En effet, Bachelot est un patronyme originaire des régions du nord-ouest (Calvados, Maine & Loire), dont le suffixe -ot (bachel-ot) évoque probablement un diminutif. Comme dans minot, petiot, chiot, etc…Bachelot est le petit frère d’un autre diminutif, davantage nordique, le Bachelet (comme le chanteur Pierre, on ne peut pas faire plus au nord quand il y a des corons). L’une et l’autre de ces variantes viennent du verbe d’ancien-français ‘bacheler’, un terme dont on trouve les traces dès la fin du 11è siècle, c’est dire si les Bachelet ne datent pas d’hier.

Ce sont pourtant de jeunes pousses, puisque, outre ce diminutif (probablement affectueux en ce qui concerne les Bachelot), le sens de ce verbe s’applique à un très jeune homme, d’où le sens de ‘puceau’, nos ancêtres ayant un calendrier très imagé pour graduer les âges de l’adolescence. Au cours des époques, le sens initial va disparaître progressivement, mais l’idée de ‘jeunot’ va rester, et ce, dans plusieurs domaines inattendus.

Chronologiquement parlant, dès le 15è siècle, le bachelet est très précisément un jeune homme en cours de formation ou d’initiation pour devenir chevalier (et donc un ‘homme’), l’adoubement marquant à la fois une reconnaissance militaire et sociale. C’est également le sens que gardera la langue anglo-saxonne, pour qualifier un ‘bachelor’, tout à la fois et successivement chevalier, prétendant (amoureux), novice (ou un impétrant, comme on dit dans les primaires socialistes), célibataire, et même parfois futur marié. On voit bien le lien entre les différents statuts, plus ou moins enviables selon les situations (le futur marié est-il encore puceau?).
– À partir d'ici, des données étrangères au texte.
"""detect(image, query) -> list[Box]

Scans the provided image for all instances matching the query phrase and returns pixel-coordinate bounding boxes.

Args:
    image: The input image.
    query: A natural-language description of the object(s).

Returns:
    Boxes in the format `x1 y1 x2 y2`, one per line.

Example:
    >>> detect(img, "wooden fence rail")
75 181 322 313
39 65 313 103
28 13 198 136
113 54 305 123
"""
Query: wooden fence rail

De la même façon, le bachelier français, bien avant d’être le titre devenu banal décerné à un lycéen de niveau primaire, désignera un adolescent prépubère (chez La Fontaine), un aspirant-chevalier, puis, avec les premières universités à la sortie du Moyen-Age, un récipiendaire de diplôme, tradition conservée -encore- par les sociétés anglo-saxonnes avec les traditionnelles remises publiques, toques, robe et familles à l’appui.

Signalons pour terminer quelques autres variantes qui auront moins de chance: les Bachelin et les Bachelay (moins fréquents); et celui qui, théoriquement, qualifie un mauvais bachelier, en raison de sa terminaison péjorative en -ard, le bachelard. Son plus illustre représentant sera néanmoins le philosophe et théoricien de la poésie Gaston Bachelard, dont le moindre mérite n’aura pas été de réinterpréter la psychalanyse freudienne, bref un homme qui n’avait rien d’un jeunot dans le domaine intellectuel!